The cloud-based communications platform will forgo a traditional IPO in lieu of a direct listing, where a company lists a block of pre-existing shares on the exchange, without any underwriters. NYSE set the reference price for the direct listing at $26 per share late Wednesday.
"I'm willing to let you pay $40. ... That's well above. Now if you can get it below that, that's even better. If not, you keep your bat on your shoulder," the "Mad Money" host said. "Slack is a great story ... but we still got to be disciplined if you want to start a position in this one."
Slack is a collaboration software company and alternative to email that's popular among professionals. Cramer called it a "fresh-faced" enterprise software play with a strong growth rate.
"This is exactly the kind of stock that investors ... they can't resist it, they can't get enough of it," he said. "So I expect this one to run tomorrow."
Slack offers both free and paid subscription versions, including a higher-priced option that has additional services. The company sports 10 million daily active users and serves about 600,000 entities that have at least three users. Only about 95,000 of those organizations are using the paid product, but that includes about 60 of the Fortune 100, Cramer added.
"The numbers are the reason why I'm betting Slack will generate so much excitement," the host said.
Slack's revenue grew 82% in 2018, but slowed to 67% in its most recent quarter. Paid customers grew 42% in the same year, and it grew another 42% in the most recent quarter, Cramer said. The company also grew its client base of businesses that bring in more than $100,000 of annual revenue by 93%, he said.
"In short, Slack's overall growth is fantastic," he said. "The company's on the path to profitability. The balance sheet is fine."

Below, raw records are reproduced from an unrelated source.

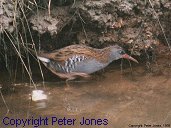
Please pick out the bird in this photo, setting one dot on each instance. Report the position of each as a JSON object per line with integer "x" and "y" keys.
{"x": 77, "y": 60}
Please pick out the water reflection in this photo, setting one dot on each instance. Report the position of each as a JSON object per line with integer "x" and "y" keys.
{"x": 124, "y": 99}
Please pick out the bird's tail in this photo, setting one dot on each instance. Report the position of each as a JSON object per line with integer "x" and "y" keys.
{"x": 43, "y": 59}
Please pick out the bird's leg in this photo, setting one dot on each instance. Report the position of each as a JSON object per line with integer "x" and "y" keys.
{"x": 67, "y": 81}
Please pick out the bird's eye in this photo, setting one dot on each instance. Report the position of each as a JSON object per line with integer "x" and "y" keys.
{"x": 122, "y": 52}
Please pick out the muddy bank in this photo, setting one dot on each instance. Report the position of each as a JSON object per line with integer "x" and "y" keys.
{"x": 135, "y": 25}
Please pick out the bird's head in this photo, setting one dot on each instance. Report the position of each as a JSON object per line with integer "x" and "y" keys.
{"x": 117, "y": 53}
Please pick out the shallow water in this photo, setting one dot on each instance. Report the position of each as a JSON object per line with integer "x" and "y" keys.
{"x": 118, "y": 100}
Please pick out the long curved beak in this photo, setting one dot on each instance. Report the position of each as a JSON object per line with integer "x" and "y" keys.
{"x": 126, "y": 56}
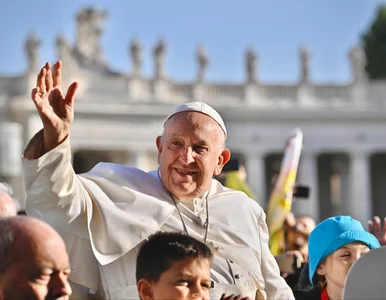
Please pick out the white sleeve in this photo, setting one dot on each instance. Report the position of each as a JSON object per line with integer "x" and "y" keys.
{"x": 54, "y": 193}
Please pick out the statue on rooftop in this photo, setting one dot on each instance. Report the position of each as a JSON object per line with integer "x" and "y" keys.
{"x": 202, "y": 62}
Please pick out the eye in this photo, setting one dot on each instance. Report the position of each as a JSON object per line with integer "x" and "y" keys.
{"x": 200, "y": 148}
{"x": 183, "y": 282}
{"x": 176, "y": 144}
{"x": 42, "y": 278}
{"x": 206, "y": 285}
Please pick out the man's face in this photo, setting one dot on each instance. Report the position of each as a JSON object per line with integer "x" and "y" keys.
{"x": 190, "y": 152}
{"x": 185, "y": 279}
{"x": 37, "y": 273}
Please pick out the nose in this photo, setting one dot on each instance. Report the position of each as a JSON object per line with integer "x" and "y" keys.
{"x": 59, "y": 287}
{"x": 186, "y": 156}
{"x": 198, "y": 292}
{"x": 355, "y": 257}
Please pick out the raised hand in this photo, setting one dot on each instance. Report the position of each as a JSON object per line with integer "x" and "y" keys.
{"x": 376, "y": 228}
{"x": 56, "y": 110}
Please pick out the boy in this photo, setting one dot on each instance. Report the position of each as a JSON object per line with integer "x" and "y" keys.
{"x": 173, "y": 266}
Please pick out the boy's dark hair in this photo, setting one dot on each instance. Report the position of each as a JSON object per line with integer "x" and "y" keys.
{"x": 162, "y": 249}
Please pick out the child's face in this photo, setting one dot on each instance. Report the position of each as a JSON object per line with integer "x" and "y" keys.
{"x": 185, "y": 279}
{"x": 336, "y": 266}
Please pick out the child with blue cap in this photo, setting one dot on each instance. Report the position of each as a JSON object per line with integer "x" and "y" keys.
{"x": 333, "y": 246}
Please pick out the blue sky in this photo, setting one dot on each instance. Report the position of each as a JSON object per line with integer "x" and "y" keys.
{"x": 276, "y": 29}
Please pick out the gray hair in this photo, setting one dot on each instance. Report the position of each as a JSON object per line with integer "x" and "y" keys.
{"x": 7, "y": 188}
{"x": 7, "y": 237}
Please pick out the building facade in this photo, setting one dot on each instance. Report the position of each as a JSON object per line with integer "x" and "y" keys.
{"x": 118, "y": 116}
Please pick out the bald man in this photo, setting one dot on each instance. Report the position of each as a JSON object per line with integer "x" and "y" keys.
{"x": 7, "y": 205}
{"x": 33, "y": 261}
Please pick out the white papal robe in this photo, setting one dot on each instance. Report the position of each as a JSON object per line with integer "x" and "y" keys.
{"x": 105, "y": 215}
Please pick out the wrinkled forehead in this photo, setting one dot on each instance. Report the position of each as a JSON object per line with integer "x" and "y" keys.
{"x": 193, "y": 123}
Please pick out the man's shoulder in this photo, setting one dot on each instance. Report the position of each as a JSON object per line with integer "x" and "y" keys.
{"x": 122, "y": 174}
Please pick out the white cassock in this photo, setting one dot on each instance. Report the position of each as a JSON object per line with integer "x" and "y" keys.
{"x": 106, "y": 214}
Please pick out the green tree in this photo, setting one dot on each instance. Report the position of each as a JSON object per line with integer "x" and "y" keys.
{"x": 374, "y": 46}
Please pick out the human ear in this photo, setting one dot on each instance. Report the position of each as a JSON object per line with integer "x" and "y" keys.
{"x": 158, "y": 142}
{"x": 145, "y": 290}
{"x": 223, "y": 158}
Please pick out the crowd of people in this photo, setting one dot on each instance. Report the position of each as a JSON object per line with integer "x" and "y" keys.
{"x": 117, "y": 232}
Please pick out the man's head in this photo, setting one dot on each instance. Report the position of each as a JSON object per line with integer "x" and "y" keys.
{"x": 33, "y": 261}
{"x": 7, "y": 204}
{"x": 173, "y": 266}
{"x": 191, "y": 150}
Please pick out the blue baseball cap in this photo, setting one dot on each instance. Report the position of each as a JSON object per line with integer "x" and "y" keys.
{"x": 332, "y": 234}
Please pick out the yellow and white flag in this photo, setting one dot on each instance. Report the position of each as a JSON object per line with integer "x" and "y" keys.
{"x": 280, "y": 202}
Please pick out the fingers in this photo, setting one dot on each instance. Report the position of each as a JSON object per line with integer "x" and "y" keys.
{"x": 57, "y": 76}
{"x": 41, "y": 80}
{"x": 35, "y": 96}
{"x": 70, "y": 96}
{"x": 377, "y": 226}
{"x": 48, "y": 77}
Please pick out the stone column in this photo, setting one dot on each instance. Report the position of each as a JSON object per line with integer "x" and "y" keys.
{"x": 254, "y": 165}
{"x": 308, "y": 175}
{"x": 359, "y": 185}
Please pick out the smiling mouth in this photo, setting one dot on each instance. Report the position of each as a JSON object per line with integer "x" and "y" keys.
{"x": 183, "y": 172}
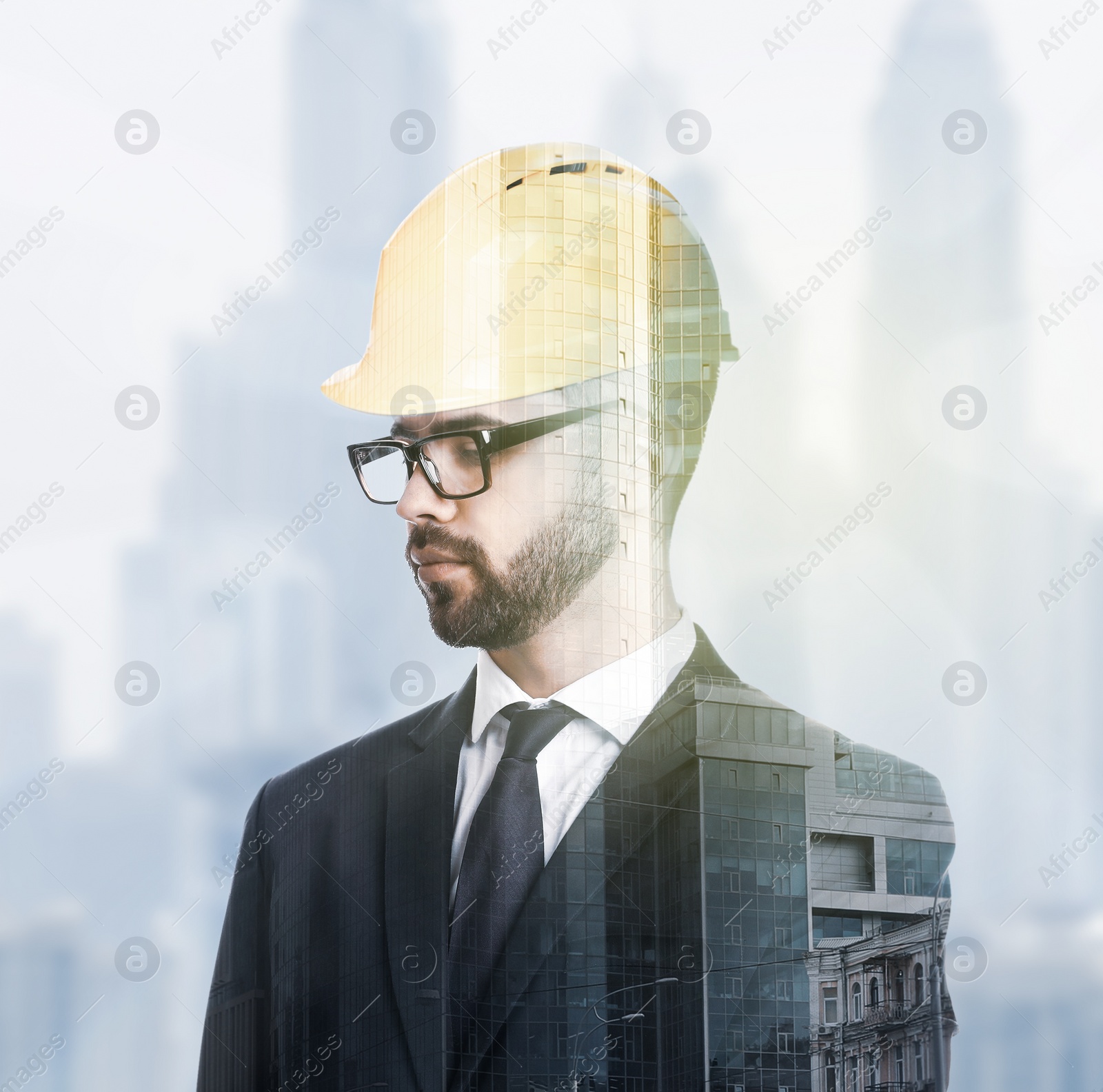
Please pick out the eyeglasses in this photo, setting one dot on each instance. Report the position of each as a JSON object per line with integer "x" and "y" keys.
{"x": 456, "y": 465}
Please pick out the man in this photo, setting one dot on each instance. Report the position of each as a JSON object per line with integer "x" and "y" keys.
{"x": 512, "y": 887}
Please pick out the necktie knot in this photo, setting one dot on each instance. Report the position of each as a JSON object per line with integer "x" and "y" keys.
{"x": 532, "y": 729}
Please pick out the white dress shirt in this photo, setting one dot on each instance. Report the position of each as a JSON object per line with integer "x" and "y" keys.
{"x": 612, "y": 702}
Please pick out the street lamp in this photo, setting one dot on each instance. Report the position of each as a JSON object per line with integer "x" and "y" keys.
{"x": 940, "y": 1059}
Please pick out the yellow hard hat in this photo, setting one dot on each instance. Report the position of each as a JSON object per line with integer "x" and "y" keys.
{"x": 527, "y": 270}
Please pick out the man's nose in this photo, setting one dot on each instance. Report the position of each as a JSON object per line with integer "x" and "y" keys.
{"x": 419, "y": 501}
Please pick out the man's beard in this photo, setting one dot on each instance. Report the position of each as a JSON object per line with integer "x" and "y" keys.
{"x": 540, "y": 580}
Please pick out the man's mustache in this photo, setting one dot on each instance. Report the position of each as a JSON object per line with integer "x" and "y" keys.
{"x": 463, "y": 549}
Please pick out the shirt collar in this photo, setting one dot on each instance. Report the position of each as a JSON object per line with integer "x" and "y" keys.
{"x": 617, "y": 698}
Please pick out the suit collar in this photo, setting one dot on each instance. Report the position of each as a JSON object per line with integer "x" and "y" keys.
{"x": 637, "y": 768}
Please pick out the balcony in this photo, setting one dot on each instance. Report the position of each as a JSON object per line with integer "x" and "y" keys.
{"x": 884, "y": 1013}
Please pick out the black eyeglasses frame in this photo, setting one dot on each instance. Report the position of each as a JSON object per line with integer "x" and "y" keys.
{"x": 488, "y": 441}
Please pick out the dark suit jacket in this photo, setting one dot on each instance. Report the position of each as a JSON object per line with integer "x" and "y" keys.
{"x": 331, "y": 964}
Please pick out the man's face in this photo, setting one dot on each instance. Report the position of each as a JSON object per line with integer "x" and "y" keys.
{"x": 496, "y": 568}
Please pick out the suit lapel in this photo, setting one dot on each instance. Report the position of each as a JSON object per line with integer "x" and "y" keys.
{"x": 421, "y": 805}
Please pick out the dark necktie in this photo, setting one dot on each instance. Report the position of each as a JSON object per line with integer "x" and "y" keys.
{"x": 502, "y": 860}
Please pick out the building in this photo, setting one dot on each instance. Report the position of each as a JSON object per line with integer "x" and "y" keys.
{"x": 821, "y": 862}
{"x": 875, "y": 1026}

Cramer pointed out that Slack has to figure out its cash flow, but that's because the company is investing more into itself. He is concerned, however, about how the communications platform will be able to convert its existing free users into paid customers. Furthermore, he said Slack's capital structure is an "unusual" one where public shareholders won't have real voting power.
"This has become increasingly common with tech, though. The unicorns do it. I hate it," Cramer said. "Because if something goes wrong, you and your fellow shareholders have no real recourse other than to dump the stock."
Another cause for caution is Slack's second quarter and full 2020 fiscal year guidance, Cramer said. The firm expects revenue growth to slow down in both measures. There's a chance that management was being conservative, he said.
At the $26 reference price, Slack would trade at 23-times 2019 sales and 15-times 2020 sales, Cramer said.
"[That's] very expensive. Nothing else in Slack's peer group comes close," he said. "Having said that, it's much cheaper than recent IPOs with rapid growth rates like CrowdStrike, like Beyond Meaty [and] like Zoom Video."